U.S. Duplicity Enrages Mideast

U.S. Duplicity Enrages Mideast

Janus-faced U.S. policy in the Middle East pushes strained relationships to the breaking point.

Since assuming office, it would appear that President Obama has tried to close the growing rift between Muslims and the West, an effort highlighted by his Cairo Speech. But in the wake of the Arab Spring, the White House risks throwing any and all improvement down the drain and damaging U.S.-Muslim relations as never before.

Historically, while espousing democratic values, Washington supported dictators who did the White House’s bidding, whether in Latin America, the Middle East, the Far East or for that matter anywhere in the world. But it is in the Middle East where this janus-faced policy has been most apparent, most enduring and most problematic. And although U.S. support of Middle Eastern dictators has made America unpopular with ordinary citizens in the region (interestingly with a reversal in Iran after the Iranian Revolution and the hostile relations with the clerical regime), in the future these might look like the good old days.

In the past, tyrants, whether or not supported by Washington, ruled in every Muslim country in the Middle East-North Africa region. As a result, U.S. support for a tyrant, while a force of oppression, was not seen as the only reason why countries languished under tyrannical rule. But today U.S. support to keep its favorite dictators in power in the Persian Gulf can only be seen as the force that robs citizens of their basic rights since people all over the region are rising up and overthrowing their unrepresentative rulers. Even President Obama may have a hard time keeping a straight face admonishing the mullahs in Tehran, the Mubaraks in Egypt and the Qaddafis in Libya while saying almost nothing about atrocities in Bahrain and in Saudi Arabia, and sparing Bashar al-Assad from the harsh criticism that he deserves. If he continues on such a course he will not only blemish America’s image, he will also give those that oppose the United States unparalleled propaganda material to turn more and more Muslims around the world against America.

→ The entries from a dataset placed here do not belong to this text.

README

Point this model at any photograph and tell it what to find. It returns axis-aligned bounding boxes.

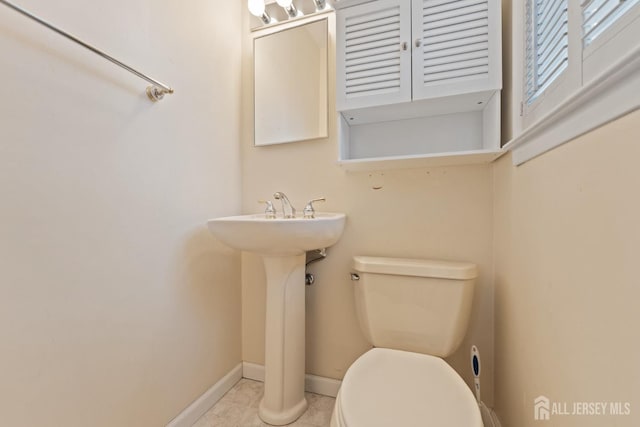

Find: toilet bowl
[330,348,482,427]
[331,256,482,427]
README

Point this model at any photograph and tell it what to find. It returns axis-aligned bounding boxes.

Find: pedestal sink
[207,212,346,425]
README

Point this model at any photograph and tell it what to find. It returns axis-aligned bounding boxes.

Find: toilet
[330,256,483,427]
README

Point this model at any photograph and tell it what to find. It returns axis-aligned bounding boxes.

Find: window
[525,0,569,105]
[507,0,640,165]
[523,0,639,110]
[583,0,640,46]
[522,0,639,112]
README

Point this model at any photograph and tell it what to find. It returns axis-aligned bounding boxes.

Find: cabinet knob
[415,39,422,48]
[400,41,408,51]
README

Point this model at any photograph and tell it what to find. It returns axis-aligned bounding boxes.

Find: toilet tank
[352,256,477,358]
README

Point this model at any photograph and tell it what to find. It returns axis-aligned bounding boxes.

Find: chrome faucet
[273,192,296,218]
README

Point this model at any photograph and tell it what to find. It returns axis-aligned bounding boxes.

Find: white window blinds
[582,0,640,46]
[525,0,569,104]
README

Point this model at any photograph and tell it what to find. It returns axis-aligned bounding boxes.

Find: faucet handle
[303,197,326,219]
[258,200,276,219]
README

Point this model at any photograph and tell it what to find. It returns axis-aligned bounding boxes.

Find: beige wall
[241,10,495,403]
[0,1,242,426]
[493,110,640,426]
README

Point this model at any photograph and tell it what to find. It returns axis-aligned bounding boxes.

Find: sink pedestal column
[258,254,308,425]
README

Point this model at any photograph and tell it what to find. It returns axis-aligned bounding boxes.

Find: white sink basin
[207,212,346,256]
[206,211,346,425]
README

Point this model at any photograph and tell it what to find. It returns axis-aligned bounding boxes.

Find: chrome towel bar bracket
[0,0,174,102]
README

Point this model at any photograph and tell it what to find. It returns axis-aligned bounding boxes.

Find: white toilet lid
[338,348,483,427]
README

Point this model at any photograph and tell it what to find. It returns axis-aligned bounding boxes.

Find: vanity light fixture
[312,0,327,11]
[248,0,272,24]
[276,0,299,18]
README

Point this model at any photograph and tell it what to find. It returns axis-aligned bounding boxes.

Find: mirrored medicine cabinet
[253,17,329,146]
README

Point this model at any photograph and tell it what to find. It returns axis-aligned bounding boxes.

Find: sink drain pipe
[305,248,327,285]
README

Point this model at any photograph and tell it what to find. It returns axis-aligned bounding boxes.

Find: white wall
[0,1,243,425]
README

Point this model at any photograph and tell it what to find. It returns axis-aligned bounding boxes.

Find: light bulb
[314,0,327,10]
[276,0,298,18]
[247,0,265,17]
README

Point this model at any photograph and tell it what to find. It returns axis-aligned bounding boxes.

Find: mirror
[253,19,328,146]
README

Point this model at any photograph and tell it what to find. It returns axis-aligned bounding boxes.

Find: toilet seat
[334,348,482,427]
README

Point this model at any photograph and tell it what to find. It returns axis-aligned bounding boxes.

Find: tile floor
[192,379,335,427]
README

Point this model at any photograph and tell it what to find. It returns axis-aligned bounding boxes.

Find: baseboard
[489,410,502,427]
[242,361,265,382]
[242,362,342,398]
[166,363,243,427]
[480,402,502,427]
[304,373,342,398]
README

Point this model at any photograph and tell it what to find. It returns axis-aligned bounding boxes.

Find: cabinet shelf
[337,148,503,171]
[340,90,496,125]
[338,90,501,168]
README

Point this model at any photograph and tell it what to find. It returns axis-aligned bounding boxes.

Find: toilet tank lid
[353,256,477,280]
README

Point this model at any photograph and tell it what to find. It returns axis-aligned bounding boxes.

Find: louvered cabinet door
[337,0,412,111]
[412,0,501,100]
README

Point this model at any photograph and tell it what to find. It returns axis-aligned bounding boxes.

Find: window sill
[504,45,640,166]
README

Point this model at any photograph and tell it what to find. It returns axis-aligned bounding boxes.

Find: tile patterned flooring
[192,379,335,427]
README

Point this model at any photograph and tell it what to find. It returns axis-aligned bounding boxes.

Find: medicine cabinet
[335,0,502,170]
[253,17,329,146]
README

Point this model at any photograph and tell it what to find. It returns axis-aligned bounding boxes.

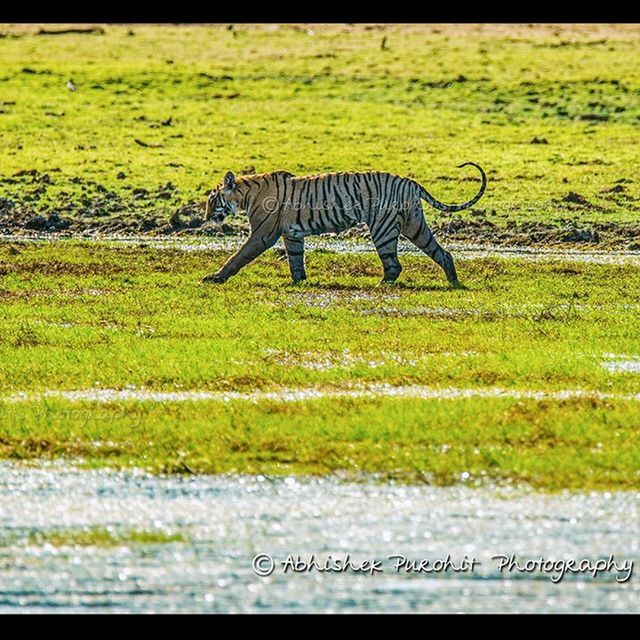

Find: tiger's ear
[224,171,236,191]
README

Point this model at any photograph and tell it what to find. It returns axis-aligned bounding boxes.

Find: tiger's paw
[442,252,460,288]
[202,272,228,284]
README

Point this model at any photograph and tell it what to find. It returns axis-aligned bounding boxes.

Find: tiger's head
[205,171,239,223]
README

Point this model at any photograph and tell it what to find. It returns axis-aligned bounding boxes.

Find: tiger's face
[205,171,238,223]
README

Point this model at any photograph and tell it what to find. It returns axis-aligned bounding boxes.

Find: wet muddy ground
[2,233,640,266]
[1,169,639,249]
[0,463,638,613]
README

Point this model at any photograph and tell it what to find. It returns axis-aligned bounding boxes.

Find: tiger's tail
[418,161,487,212]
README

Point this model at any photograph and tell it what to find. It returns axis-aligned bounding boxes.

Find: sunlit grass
[0,241,638,490]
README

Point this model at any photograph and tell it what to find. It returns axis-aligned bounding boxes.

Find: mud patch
[0,169,224,238]
[1,169,639,247]
[414,217,637,248]
[559,191,601,209]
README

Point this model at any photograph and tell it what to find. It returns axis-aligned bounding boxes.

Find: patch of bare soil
[1,170,639,248]
[429,217,639,249]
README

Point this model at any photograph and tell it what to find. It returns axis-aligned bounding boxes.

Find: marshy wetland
[0,23,639,613]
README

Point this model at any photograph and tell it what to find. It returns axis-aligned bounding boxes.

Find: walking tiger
[203,163,486,286]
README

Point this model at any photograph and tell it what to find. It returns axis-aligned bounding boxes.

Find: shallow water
[0,463,638,613]
[2,234,640,265]
[5,384,640,404]
[602,356,640,374]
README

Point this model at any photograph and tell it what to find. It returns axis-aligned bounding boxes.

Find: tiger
[202,162,486,287]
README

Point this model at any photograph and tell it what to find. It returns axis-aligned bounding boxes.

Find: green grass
[1,24,639,491]
[1,526,187,547]
[0,241,638,490]
[3,396,640,491]
[0,23,639,235]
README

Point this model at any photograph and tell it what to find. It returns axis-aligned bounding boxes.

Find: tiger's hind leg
[369,220,403,284]
[402,207,460,287]
[283,235,306,283]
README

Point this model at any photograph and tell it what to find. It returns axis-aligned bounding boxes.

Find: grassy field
[0,24,639,491]
[0,24,639,244]
[0,241,638,490]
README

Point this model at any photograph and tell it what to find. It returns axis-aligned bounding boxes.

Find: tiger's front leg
[283,235,306,283]
[202,231,281,283]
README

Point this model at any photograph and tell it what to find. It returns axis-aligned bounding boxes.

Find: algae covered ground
[0,240,638,490]
[0,23,639,245]
[0,525,186,548]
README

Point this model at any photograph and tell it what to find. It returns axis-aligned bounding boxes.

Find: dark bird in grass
[66,79,77,92]
[381,36,388,51]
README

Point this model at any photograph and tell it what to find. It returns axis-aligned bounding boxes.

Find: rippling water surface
[0,463,637,613]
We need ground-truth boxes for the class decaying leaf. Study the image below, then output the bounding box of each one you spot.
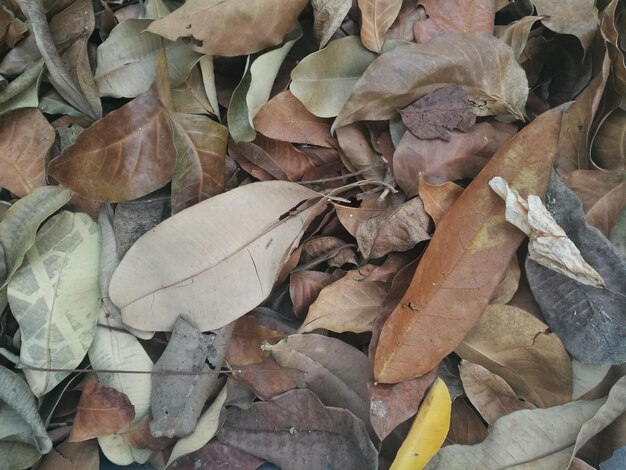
[489,176,604,287]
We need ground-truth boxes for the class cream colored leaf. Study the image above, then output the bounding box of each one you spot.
[8,211,99,397]
[489,176,604,287]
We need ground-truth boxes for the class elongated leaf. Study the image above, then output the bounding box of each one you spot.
[335,32,528,129]
[0,185,72,286]
[95,19,201,98]
[358,0,403,53]
[8,211,100,397]
[0,365,52,454]
[374,106,564,383]
[110,181,319,332]
[147,0,308,57]
[47,90,176,202]
[290,36,377,118]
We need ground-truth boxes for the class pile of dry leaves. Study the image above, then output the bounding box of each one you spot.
[0,0,625,468]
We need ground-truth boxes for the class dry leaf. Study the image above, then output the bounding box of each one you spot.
[418,179,464,225]
[312,0,352,48]
[38,440,99,470]
[225,316,285,366]
[444,399,488,446]
[358,0,403,53]
[289,270,339,318]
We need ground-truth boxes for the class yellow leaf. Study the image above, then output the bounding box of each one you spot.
[390,377,451,469]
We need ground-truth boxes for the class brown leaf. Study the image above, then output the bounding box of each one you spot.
[459,360,535,424]
[358,0,404,52]
[336,124,386,180]
[68,381,135,442]
[533,0,598,53]
[47,90,175,202]
[169,112,228,214]
[419,178,464,225]
[398,85,476,140]
[385,0,426,42]
[253,91,334,148]
[333,194,388,236]
[489,256,520,304]
[122,415,175,451]
[147,0,308,57]
[169,440,265,470]
[225,316,285,367]
[38,439,99,470]
[299,236,358,268]
[562,170,624,213]
[585,181,626,237]
[231,357,297,400]
[393,121,517,195]
[0,108,53,197]
[456,305,572,407]
[413,0,496,43]
[217,389,378,469]
[591,108,626,174]
[444,398,489,446]
[289,270,339,318]
[374,106,564,383]
[335,32,527,128]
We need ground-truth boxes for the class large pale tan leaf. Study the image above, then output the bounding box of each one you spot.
[374,106,563,383]
[47,90,176,202]
[358,0,403,53]
[109,181,319,332]
[334,32,528,129]
[532,0,598,53]
[0,108,53,197]
[8,211,100,397]
[146,0,308,57]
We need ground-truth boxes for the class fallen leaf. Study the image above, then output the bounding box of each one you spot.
[385,0,425,42]
[217,389,378,469]
[0,108,53,197]
[230,357,297,401]
[312,0,352,48]
[0,442,41,470]
[496,15,543,60]
[69,381,135,442]
[562,169,624,213]
[412,0,496,43]
[38,440,98,470]
[358,0,403,53]
[398,85,476,140]
[390,377,451,469]
[591,108,626,174]
[336,123,386,180]
[374,106,564,383]
[418,179,464,224]
[290,36,377,118]
[572,360,611,400]
[147,0,308,56]
[532,0,598,53]
[121,415,174,450]
[169,440,264,470]
[47,90,176,202]
[225,316,285,366]
[335,32,528,129]
[489,255,520,304]
[289,270,338,318]
[444,398,488,446]
[333,195,388,237]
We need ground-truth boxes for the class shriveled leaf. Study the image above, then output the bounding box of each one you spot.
[299,266,388,334]
[0,185,72,286]
[526,173,626,364]
[358,0,403,53]
[532,0,598,52]
[312,0,352,48]
[8,211,100,397]
[38,440,98,470]
[47,90,176,202]
[169,112,228,214]
[0,108,53,197]
[417,179,464,225]
[374,106,564,384]
[399,85,476,140]
[147,0,308,57]
[391,377,451,469]
[253,90,333,147]
[290,36,377,118]
[69,381,135,442]
[459,360,535,424]
[335,32,528,129]
[94,19,201,98]
[217,389,377,469]
[412,0,496,43]
[110,181,318,332]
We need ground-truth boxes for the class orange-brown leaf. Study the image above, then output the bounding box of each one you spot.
[358,0,403,53]
[374,106,565,383]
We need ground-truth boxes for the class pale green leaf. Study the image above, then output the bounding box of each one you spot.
[290,36,377,118]
[0,442,41,470]
[0,61,43,116]
[8,211,100,397]
[199,56,219,116]
[0,186,73,287]
[142,0,171,19]
[95,19,201,98]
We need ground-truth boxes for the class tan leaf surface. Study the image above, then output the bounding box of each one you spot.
[358,0,403,52]
[413,0,496,43]
[419,179,464,225]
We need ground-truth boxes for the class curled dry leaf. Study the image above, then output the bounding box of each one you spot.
[47,90,175,203]
[358,0,403,53]
[69,381,135,442]
[147,0,308,56]
[374,106,564,384]
[335,32,528,129]
[0,108,53,197]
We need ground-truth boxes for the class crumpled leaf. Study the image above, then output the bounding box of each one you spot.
[8,211,100,397]
[38,440,98,470]
[47,89,175,202]
[217,388,378,469]
[0,108,53,197]
[374,106,564,384]
[69,381,135,442]
[335,32,528,129]
[150,317,230,438]
[290,36,377,118]
[358,0,403,53]
[147,0,308,57]
[312,0,352,48]
[526,173,626,364]
[398,85,476,140]
[391,377,451,469]
[110,181,318,332]
[0,365,52,454]
[489,176,604,287]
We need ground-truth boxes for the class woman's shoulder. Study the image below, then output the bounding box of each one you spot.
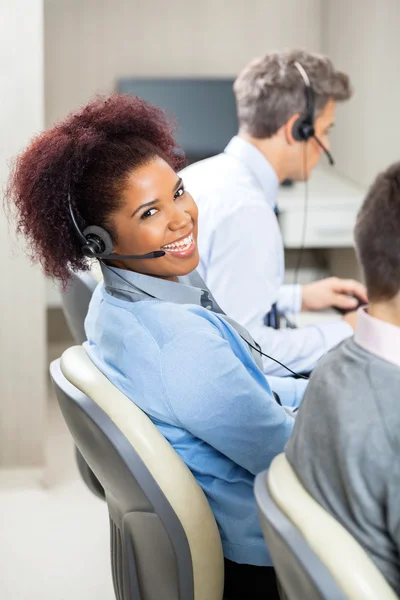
[91,285,230,349]
[133,301,221,347]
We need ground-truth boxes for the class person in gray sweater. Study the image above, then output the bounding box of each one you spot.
[286,161,400,594]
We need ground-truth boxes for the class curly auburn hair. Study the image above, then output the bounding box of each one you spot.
[5,94,185,285]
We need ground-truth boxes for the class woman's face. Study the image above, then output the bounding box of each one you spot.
[109,156,199,281]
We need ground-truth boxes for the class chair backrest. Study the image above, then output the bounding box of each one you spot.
[50,345,224,600]
[59,269,99,344]
[59,264,106,495]
[254,454,398,600]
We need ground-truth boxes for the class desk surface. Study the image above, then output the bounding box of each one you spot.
[277,167,365,211]
[277,168,366,248]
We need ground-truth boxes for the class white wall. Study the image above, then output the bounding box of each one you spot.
[0,0,47,469]
[322,0,400,187]
[45,0,322,126]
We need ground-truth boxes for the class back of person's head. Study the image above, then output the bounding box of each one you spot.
[233,49,352,138]
[354,163,400,302]
[5,94,185,285]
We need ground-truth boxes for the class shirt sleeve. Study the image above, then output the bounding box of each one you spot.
[203,203,281,325]
[201,204,353,376]
[267,375,308,408]
[160,327,294,476]
[278,284,302,314]
[256,319,353,376]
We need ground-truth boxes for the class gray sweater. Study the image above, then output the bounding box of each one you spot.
[286,337,400,593]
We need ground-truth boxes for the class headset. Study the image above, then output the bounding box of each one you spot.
[68,194,166,260]
[290,61,336,326]
[292,61,335,166]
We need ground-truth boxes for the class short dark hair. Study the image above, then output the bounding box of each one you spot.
[354,162,400,302]
[5,94,185,285]
[233,49,352,138]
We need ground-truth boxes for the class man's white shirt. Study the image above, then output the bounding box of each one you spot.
[180,136,352,375]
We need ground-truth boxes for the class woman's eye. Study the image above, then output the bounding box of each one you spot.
[141,208,158,219]
[174,185,185,200]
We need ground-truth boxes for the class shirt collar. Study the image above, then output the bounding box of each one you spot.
[101,263,224,312]
[354,307,400,368]
[224,135,279,209]
[100,263,262,369]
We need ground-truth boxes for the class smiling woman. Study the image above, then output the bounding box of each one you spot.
[6,93,306,600]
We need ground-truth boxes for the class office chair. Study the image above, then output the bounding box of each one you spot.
[59,264,105,499]
[60,264,102,345]
[254,454,398,600]
[50,346,225,600]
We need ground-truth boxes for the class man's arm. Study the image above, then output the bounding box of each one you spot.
[160,328,294,476]
[278,284,302,314]
[278,279,368,315]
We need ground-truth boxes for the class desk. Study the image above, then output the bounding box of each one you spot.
[277,167,366,297]
[277,167,365,249]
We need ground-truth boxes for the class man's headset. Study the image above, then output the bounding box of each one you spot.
[68,194,165,260]
[291,61,335,166]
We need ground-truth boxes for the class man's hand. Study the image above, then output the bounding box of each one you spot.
[301,277,368,312]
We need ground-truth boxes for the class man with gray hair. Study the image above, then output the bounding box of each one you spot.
[180,49,367,376]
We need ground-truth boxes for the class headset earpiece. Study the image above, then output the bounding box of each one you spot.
[291,61,315,143]
[81,225,114,258]
[292,117,315,142]
[68,195,164,260]
[290,61,334,165]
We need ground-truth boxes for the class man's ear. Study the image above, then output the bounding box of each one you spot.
[284,113,302,145]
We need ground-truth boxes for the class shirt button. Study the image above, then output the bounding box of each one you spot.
[206,304,212,310]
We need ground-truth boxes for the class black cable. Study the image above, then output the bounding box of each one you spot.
[292,144,309,323]
[240,336,308,380]
[100,260,158,298]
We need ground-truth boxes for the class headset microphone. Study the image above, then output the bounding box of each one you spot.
[68,195,165,260]
[311,134,335,166]
[100,249,166,259]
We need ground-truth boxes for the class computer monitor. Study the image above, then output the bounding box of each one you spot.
[117,78,238,161]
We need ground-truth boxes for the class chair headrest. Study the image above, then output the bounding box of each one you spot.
[267,454,398,600]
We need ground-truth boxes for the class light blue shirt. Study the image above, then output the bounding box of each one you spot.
[180,136,352,375]
[84,264,306,566]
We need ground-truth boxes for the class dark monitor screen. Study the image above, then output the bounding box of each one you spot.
[117,78,238,160]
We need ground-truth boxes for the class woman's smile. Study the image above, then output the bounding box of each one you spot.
[161,230,196,258]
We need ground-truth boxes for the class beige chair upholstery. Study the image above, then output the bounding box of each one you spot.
[89,259,103,284]
[59,263,105,497]
[59,345,224,600]
[60,269,97,344]
[256,453,398,600]
[60,261,102,344]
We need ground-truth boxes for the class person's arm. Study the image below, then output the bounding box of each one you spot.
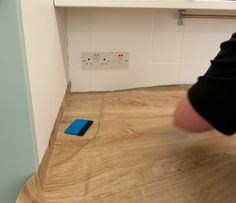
[174,94,213,133]
[174,33,236,136]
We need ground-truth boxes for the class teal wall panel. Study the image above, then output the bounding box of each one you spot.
[0,0,38,202]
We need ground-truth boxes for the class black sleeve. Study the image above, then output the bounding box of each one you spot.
[188,33,236,135]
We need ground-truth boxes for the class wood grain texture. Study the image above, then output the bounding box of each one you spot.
[17,85,236,203]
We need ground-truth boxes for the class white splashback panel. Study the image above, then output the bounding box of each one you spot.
[67,8,236,92]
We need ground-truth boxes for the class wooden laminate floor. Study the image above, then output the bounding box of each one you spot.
[17,86,236,203]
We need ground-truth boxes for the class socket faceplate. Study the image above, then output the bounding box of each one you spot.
[81,52,129,70]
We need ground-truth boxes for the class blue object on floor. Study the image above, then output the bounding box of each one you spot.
[64,119,93,136]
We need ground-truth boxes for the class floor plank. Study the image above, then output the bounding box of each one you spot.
[17,86,236,203]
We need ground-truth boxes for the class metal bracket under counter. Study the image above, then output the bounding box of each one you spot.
[178,9,236,25]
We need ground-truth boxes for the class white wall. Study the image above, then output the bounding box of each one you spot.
[67,8,236,92]
[20,0,68,162]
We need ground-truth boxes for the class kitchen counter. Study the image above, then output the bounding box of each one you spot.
[54,0,236,10]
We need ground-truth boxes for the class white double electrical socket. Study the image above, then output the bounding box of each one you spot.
[81,52,129,70]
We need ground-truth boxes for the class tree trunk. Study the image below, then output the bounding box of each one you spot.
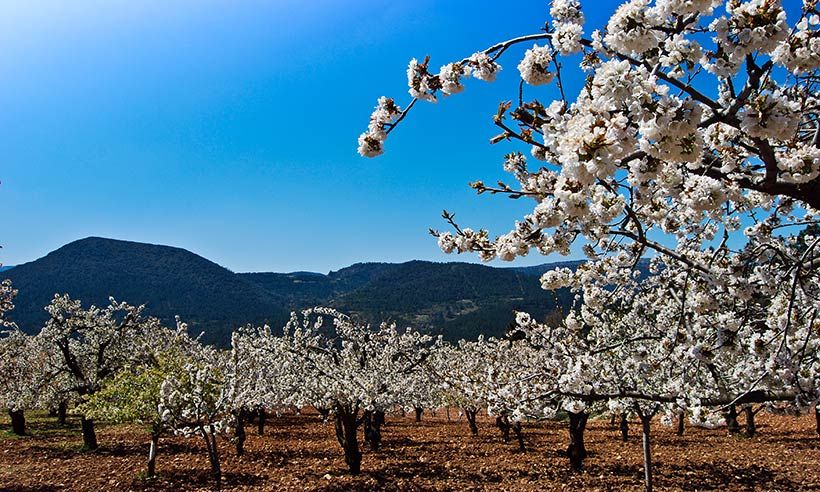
[147,428,160,478]
[202,429,222,490]
[676,411,685,436]
[566,411,589,471]
[414,407,423,422]
[334,410,362,475]
[57,400,68,426]
[639,412,654,492]
[9,410,25,436]
[234,409,246,456]
[362,410,373,446]
[366,410,384,451]
[465,408,479,436]
[81,417,98,450]
[724,405,740,434]
[512,421,525,452]
[446,407,451,422]
[257,408,266,436]
[815,405,820,437]
[619,412,629,442]
[744,406,756,437]
[496,415,511,442]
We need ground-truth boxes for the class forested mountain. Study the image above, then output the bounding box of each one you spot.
[4,237,291,345]
[242,261,574,341]
[4,237,575,345]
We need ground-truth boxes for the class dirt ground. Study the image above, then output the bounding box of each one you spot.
[0,409,818,491]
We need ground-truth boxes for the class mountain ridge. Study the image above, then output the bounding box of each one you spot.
[3,237,578,345]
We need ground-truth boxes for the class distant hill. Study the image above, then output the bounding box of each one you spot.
[3,237,290,345]
[510,260,585,276]
[0,266,13,272]
[331,261,571,340]
[241,261,573,341]
[3,237,578,345]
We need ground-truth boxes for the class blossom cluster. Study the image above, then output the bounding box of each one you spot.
[354,0,820,429]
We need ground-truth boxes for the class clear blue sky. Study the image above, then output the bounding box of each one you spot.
[2,0,802,273]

It is high time for this administration to list the transgressions of the al-Sauds in Saudi Arabia and their lackeys, the al-Khalifas, in Bahrain where citizens have been arrested for providing medical services to injured protestors, tried in military courts, sentenced and even given death sentences as ‘terrorists.’ If the administration continues to turn a blind eye to al-Saud abuses and excesses, US relations with the new generation of Middle Easterners—those sacrificing their lives in the hopes of a better future for themselves and for their children—will flounder.